- Native name: Хучбаранаькъан Тагира Руслан
- Nickname: "Polkovnik"
- Born: November 12, 1972 Pervomayskoe, Chechen-Ingush ASSR, RSFSR, USSR
- Died: 3 September 2004 (aged 31) Beslan, North Ossetia, Russia
- Allegiance: Chechen Republic of Ichkeria
- Conflicts: Second Chechen War Galashki ambush; Beslan school hostage crisis;

= Ruslan Khuchbarov =

Ingush militant

Ruslan Tagirovich Khuchbarov (Note: Русла́н Таги́рович Хучба́ров; Хучбаранаькъан Тагира Руслан) (12 November 1972 - 3 September 2004), was an Ingush militant nicknamed "Polkovnik" (the Russian for Colonel) notorious for his leading role in the 2004 Beslan school hostage crisis.

==Biography==
Khuchbarov was an ethnic Ingush from the village of Galashki in Ingushetia.

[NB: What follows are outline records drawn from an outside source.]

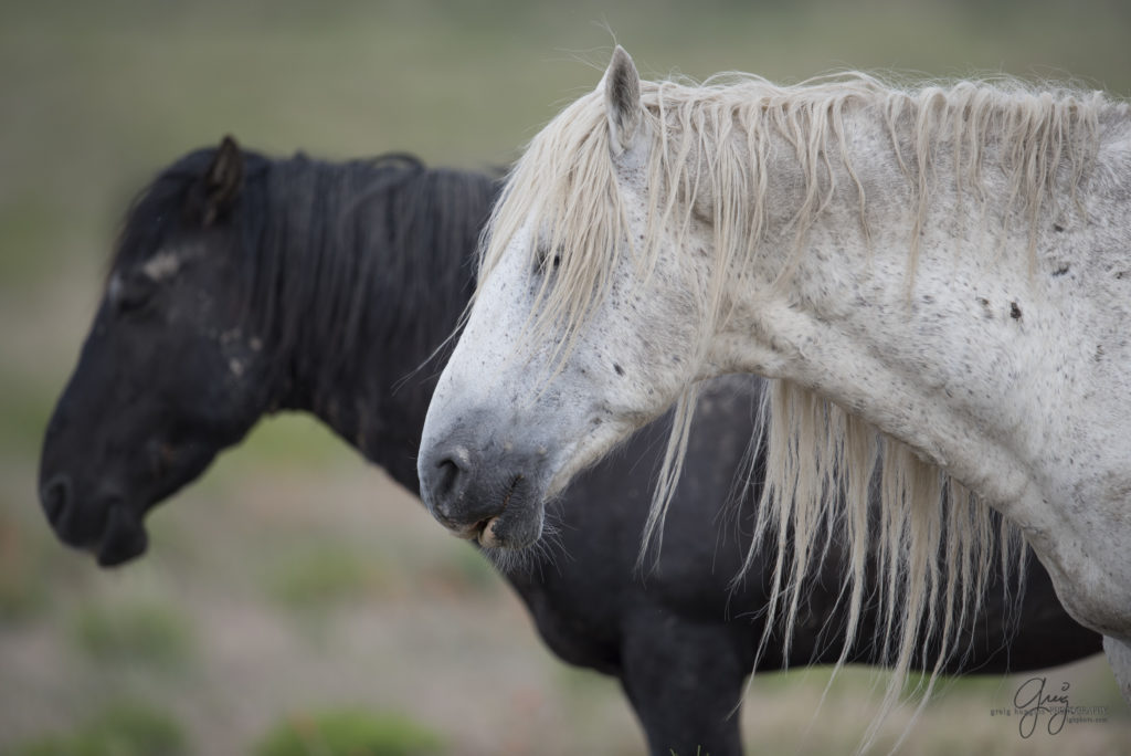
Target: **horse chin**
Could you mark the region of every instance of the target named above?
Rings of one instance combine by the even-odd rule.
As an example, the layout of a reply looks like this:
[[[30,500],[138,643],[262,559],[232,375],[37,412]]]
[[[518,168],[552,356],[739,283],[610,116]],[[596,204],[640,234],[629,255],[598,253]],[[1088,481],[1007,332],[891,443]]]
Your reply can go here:
[[[100,567],[116,567],[140,557],[148,545],[149,535],[141,518],[124,504],[114,504],[94,552]]]

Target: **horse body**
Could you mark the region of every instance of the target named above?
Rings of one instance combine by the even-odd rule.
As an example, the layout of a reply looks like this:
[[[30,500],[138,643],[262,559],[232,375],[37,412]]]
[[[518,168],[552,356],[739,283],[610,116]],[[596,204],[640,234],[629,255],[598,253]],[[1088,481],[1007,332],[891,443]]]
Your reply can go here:
[[[130,213],[44,441],[42,498],[60,538],[103,564],[136,557],[145,513],[284,409],[320,418],[418,491],[415,454],[434,379],[415,371],[470,297],[494,189],[490,177],[407,157],[269,161],[227,141],[163,172]],[[729,714],[754,670],[775,544],[732,590],[758,497],[728,495],[762,392],[735,377],[705,393],[656,570],[634,572],[634,547],[662,462],[659,424],[580,475],[552,505],[556,535],[504,573],[558,655],[620,679],[655,754],[742,751]],[[834,552],[811,577],[792,651],[770,648],[757,669],[890,663],[873,643],[883,629],[873,603],[852,647],[826,632],[846,611],[846,556]],[[948,671],[1017,671],[1099,650],[1039,567],[1026,579],[1017,607],[986,586],[983,611],[964,627],[966,653]],[[914,664],[931,658],[924,648]]]
[[[641,84],[618,50],[495,209],[425,422],[425,502],[520,548],[541,502],[628,432],[673,403],[685,421],[696,381],[757,372],[780,379],[769,422],[785,426],[760,533],[782,544],[839,518],[854,601],[867,480],[900,459],[881,488],[889,532],[905,534],[889,555],[912,565],[884,569],[891,585],[916,575],[903,653],[920,622],[950,621],[923,607],[978,559],[985,505],[1078,620],[1126,644],[1129,147],[1128,106],[1095,94]],[[484,380],[484,364],[502,367]],[[676,423],[653,530],[681,436]],[[956,522],[940,497],[960,486],[981,502]],[[829,487],[856,495],[829,514]],[[960,545],[940,576],[923,555],[948,529]],[[801,561],[779,584],[796,590]],[[1131,669],[1115,667],[1131,698]]]

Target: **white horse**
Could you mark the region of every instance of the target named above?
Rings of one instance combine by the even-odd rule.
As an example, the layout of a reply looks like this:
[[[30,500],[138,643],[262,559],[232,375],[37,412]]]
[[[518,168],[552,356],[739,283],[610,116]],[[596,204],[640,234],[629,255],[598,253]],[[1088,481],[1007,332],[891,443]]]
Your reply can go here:
[[[618,48],[494,212],[424,427],[424,499],[523,548],[547,497],[677,402],[658,534],[696,381],[777,378],[759,536],[798,544],[787,621],[821,518],[856,555],[860,605],[882,459],[899,665],[916,627],[949,637],[988,505],[1106,636],[1131,699],[1129,243],[1131,113],[1099,93],[641,83]]]

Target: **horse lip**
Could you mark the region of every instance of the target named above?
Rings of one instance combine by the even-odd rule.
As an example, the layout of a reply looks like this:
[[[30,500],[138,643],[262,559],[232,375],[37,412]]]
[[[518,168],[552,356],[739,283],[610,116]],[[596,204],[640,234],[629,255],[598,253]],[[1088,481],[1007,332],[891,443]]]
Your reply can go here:
[[[148,543],[140,518],[123,501],[115,501],[110,505],[95,558],[100,567],[114,567],[145,553]]]

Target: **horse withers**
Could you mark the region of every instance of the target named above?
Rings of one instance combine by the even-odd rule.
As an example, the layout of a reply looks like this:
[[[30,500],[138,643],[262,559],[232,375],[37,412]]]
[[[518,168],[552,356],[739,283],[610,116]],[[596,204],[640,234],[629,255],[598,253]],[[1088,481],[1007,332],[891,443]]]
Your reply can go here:
[[[146,513],[276,411],[314,414],[418,491],[415,454],[435,381],[417,368],[472,294],[495,190],[493,177],[409,156],[270,160],[232,140],[165,169],[130,208],[44,440],[42,499],[60,538],[104,565],[137,557]],[[556,534],[535,552],[516,561],[485,549],[510,567],[504,577],[559,656],[621,681],[656,755],[742,751],[732,712],[754,671],[776,544],[732,591],[757,490],[727,502],[763,390],[732,378],[706,392],[655,570],[634,562],[663,424],[579,476],[551,507]],[[758,467],[751,480],[761,480]],[[837,592],[845,562],[830,556],[791,654],[769,650],[759,671],[841,656],[891,662],[872,643],[882,632],[872,605],[856,645],[822,634],[847,617]],[[1039,568],[1026,579],[1016,624],[1001,581],[984,585],[948,671],[1001,673],[1098,651]]]

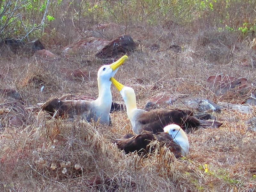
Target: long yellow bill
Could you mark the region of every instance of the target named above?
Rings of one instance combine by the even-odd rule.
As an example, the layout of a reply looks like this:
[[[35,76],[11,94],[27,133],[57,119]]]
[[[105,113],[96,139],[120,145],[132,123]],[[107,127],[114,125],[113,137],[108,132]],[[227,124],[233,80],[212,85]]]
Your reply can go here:
[[[114,77],[111,77],[110,78],[110,81],[116,87],[119,92],[120,92],[124,86],[124,85],[122,85],[121,83],[119,83],[118,81],[116,81],[116,79]]]
[[[127,59],[128,57],[127,55],[124,55],[117,61],[110,65],[109,66],[114,71],[122,65]]]

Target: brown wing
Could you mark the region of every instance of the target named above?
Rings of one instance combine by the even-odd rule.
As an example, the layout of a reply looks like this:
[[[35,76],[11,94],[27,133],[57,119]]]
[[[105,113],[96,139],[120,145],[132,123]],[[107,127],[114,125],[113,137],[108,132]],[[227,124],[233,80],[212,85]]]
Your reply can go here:
[[[164,127],[170,124],[179,125],[184,130],[197,127],[200,122],[196,117],[188,115],[180,109],[156,109],[145,111],[138,117],[138,121],[142,131],[145,130],[154,133],[164,131]]]
[[[179,144],[173,140],[172,136],[168,133],[164,132],[157,133],[154,136],[160,142],[161,146],[163,146],[165,144],[165,146],[173,153],[176,158],[182,156],[182,148]]]
[[[148,152],[147,146],[154,139],[152,134],[146,133],[137,135],[129,139],[117,139],[114,142],[116,143],[118,148],[124,150],[126,154],[136,151],[145,153]]]
[[[73,100],[86,100],[88,101],[92,101],[95,100],[95,99],[90,97],[88,97],[84,95],[77,97],[75,95],[70,94],[64,95],[59,98],[59,99],[62,101],[66,101]]]
[[[64,100],[51,99],[41,106],[43,110],[53,116],[58,110],[56,117],[72,118],[74,116],[86,116],[90,109],[89,103],[81,100]]]
[[[131,137],[132,137],[133,136],[134,136],[134,134],[133,134],[132,133],[127,133],[126,135],[124,135],[122,136],[122,137],[121,137],[121,139],[129,139],[129,138],[131,138]]]

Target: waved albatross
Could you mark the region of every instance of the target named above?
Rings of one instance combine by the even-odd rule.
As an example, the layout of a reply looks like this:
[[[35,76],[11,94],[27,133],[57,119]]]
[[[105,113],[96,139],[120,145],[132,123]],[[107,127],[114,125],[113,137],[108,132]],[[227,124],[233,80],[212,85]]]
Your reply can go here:
[[[180,127],[171,124],[165,127],[164,130],[164,132],[156,134],[147,131],[135,136],[128,133],[114,142],[116,143],[118,148],[124,150],[126,154],[136,151],[140,153],[148,153],[150,148],[149,144],[152,141],[157,140],[161,145],[165,144],[176,158],[187,156],[189,148],[188,140]],[[154,149],[153,147],[151,151]]]
[[[134,90],[124,86],[114,77],[110,81],[116,87],[124,101],[128,118],[132,123],[133,132],[139,134],[143,130],[156,133],[164,132],[164,128],[169,124],[175,124],[189,132],[199,126],[204,128],[213,125],[220,127],[222,124],[217,122],[200,120],[188,114],[189,110],[184,111],[177,109],[155,109],[147,111],[138,109]]]
[[[128,59],[124,55],[110,65],[103,65],[98,72],[99,96],[95,100],[73,99],[72,95],[64,95],[60,99],[52,98],[41,105],[43,110],[52,115],[72,119],[80,117],[90,122],[91,119],[100,123],[109,124],[109,112],[112,104],[112,95],[109,79],[119,67]],[[75,98],[74,98],[75,99]]]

His body was reportedly identified after he was killed during the storming of the school.

According to FSB information obtained by the Russian newspaper Vremya Novostey, Khuchbarov was living with his Russian girlfriend and their son in Oryol Oblast, until he was accused of murder and attempted murder of two members of the Armenian diaspora and declared wanted in 1998. Khuchbarov then went into hiding and moved to Chechnya, where he underwent extensive combat training in a camp of the field commander Ibragimov and took the nickname Colonel, collaborating with Arbi Barayev. Eventually he joined the brigade of Shamil Basayev and became one of his closest associates in Ingushetia. Khuchbarov and one other rebel, Amriev, were responsible for the Galashki ambush in Ingushetia on 11 May 2000, killing 18 soldiers and officers and wounding three. The bombing of the Ingushetian Department of the FSB on 15 September 2003, when three people died and 32 were seriously injured, has also been ascribed to Khuchbarov. He was involved in the training of suicide attackers.

Russian sources initially reported "Polkovnik" to be Ali Taziyev, a former Ingush policeman-turned-rebel who was declared legally dead in 2000. However, this was later refuted by the Russian prosecutors. Investigators then alleged this was the same person as Akhmed Yevloyev, an Ingush terrorist leader also said to be Ali Taziyev, but those reports were declared incorrect later: although he had similar features as Yevloyev, his facial profile was a lot different. In addition, Yevloyev turned out to be still alive.